Foxconn’s reckless and environmentally damaging practices exacerbate ozone depletion leading to rising global temperatures and can be seen in climate-change-induced disasters such as the California fires and the floods throughout Kerala, India.

Growing working class resentment toward the continued theft and deception displayed by the fourth largest information technology company in the world, with an estimated $154.7 billion revenue in 2017, has prompted the company to announce two separate “gifts.”

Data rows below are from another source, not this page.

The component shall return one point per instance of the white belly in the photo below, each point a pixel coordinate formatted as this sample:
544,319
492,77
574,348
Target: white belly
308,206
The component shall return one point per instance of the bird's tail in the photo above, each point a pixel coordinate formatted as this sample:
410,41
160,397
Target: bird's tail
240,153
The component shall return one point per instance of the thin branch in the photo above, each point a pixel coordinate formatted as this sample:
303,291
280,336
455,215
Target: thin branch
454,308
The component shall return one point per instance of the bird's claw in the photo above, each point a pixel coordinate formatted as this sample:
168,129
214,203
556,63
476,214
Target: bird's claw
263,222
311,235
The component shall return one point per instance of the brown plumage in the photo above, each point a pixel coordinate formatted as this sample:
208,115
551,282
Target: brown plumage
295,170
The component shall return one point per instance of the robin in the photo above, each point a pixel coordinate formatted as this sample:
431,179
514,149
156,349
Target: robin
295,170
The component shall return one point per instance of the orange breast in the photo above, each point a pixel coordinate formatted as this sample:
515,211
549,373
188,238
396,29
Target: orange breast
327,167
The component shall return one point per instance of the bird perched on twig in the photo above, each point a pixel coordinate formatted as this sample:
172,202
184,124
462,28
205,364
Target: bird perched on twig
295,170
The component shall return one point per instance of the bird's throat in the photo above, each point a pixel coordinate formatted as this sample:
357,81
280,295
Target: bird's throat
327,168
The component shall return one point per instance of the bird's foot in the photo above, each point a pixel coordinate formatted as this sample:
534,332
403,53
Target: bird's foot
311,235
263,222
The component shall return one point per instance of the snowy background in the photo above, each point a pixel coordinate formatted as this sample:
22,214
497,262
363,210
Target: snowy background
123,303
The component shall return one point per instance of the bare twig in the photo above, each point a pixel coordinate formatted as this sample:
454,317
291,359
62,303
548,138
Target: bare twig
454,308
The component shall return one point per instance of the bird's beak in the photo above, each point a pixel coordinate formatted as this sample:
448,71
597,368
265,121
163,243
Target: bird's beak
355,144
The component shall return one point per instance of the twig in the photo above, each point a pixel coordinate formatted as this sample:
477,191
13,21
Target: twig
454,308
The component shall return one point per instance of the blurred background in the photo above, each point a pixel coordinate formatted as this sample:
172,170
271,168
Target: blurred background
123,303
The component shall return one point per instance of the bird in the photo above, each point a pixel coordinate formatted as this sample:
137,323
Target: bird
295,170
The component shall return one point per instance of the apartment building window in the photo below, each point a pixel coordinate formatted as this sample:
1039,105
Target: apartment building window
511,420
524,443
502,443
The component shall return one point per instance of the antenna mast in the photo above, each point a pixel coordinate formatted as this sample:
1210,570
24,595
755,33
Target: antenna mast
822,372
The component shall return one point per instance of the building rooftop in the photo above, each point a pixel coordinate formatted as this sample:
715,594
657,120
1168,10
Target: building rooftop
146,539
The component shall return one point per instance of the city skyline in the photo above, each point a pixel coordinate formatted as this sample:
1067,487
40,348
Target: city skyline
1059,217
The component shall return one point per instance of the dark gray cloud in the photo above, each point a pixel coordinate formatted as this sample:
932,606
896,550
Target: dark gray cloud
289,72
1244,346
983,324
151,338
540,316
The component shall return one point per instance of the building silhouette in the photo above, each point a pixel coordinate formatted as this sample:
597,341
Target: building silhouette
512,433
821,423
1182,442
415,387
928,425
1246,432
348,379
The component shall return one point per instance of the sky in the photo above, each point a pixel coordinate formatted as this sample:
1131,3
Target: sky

On Monday, Foxconn announced a $100 million investment grant to the University of Wisconsin-Madison. This “grant” will establish the Foxconn Institute for Research in Science and Technology, or FIRST, according to the Business Journal. FIRST will be located on the Foxconn campus in Mount Pleasant, Wisconsin, with an “off campus hub” in Madison. UW Chancellor Rebecca Blank touted the “gift” as an opportunity for collaboration, “while fostering the talent pipeline that will help build Wisconsin’s future.”

The second “gift” announced Tuesday, with Governor Scott Walker in attendance, was the establishment of the $100 million “Wisconn Valley Venture Fund.” The fund’s four principal investors include Foxconn Technology Group, Advocate Aurora Health, Johnson Controls and Northwest Mutual. These funds will no doubt be used for more Wall Street machinations that will produce little benefit for working people while enhancing the stock portfolios of the bourgeoisie.